Wood is the prominent construction material for centuries because of its reliability and aesthetic properties. In current years, the civil engineers and constructors embrace the old trick in small households, apartments, industrial bases, and monuments for framing. The concept becomes unique and captures various scientists’ skills because of its economic value in building (Green & Taggart, 2020, pg.56). The techniques spread like plagues, and many engineers agree with the materials’ submission as plausible and heartwarming. The project is necessarily the best way to determine the structural components of wood concerning the local industry. The wood for building divides into soft, hard, and engineered lumber.

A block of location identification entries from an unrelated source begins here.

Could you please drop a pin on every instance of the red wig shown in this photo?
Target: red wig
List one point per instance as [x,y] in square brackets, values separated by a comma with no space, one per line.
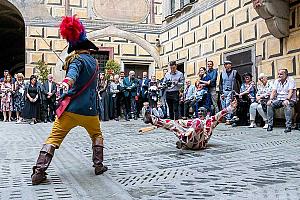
[71,29]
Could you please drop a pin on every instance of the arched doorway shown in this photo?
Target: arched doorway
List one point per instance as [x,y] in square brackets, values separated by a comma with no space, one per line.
[12,34]
[112,31]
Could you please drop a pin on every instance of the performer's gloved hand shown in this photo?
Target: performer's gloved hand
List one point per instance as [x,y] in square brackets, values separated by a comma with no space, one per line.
[65,87]
[232,106]
[148,117]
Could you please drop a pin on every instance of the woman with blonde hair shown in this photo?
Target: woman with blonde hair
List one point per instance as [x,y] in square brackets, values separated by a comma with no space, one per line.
[6,100]
[19,89]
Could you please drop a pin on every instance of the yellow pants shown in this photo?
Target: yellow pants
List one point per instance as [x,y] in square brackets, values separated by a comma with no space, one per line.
[67,121]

Wood is the best construction material because of its tensile strength. In as much as lumber is the lightest material, it outdoes streel and concrete because it has the highest self-support potency. Most monuments and frames are made of timber to appreciate its physical abilities in holding up the massive load. It is highly resistant to electricity and heat (Van De Kuilen et al., 2011, pg.1622). Physicists famously know wood as a poor conductor of heat and electricity, thus works in favor of persons and property security (Ritter et al.,2011, pg.206). At no point will it probe a fire due to its moisture content level of at least 12%. Additionally, hardwood, softwood, and engineered wood has an aesthetic value and attracts the imagination of many artists, and it is renewable if not quickly processed for operation. For instance, a project that uses lumber requires less time than concrete, which needs weeks to dry up before further construction.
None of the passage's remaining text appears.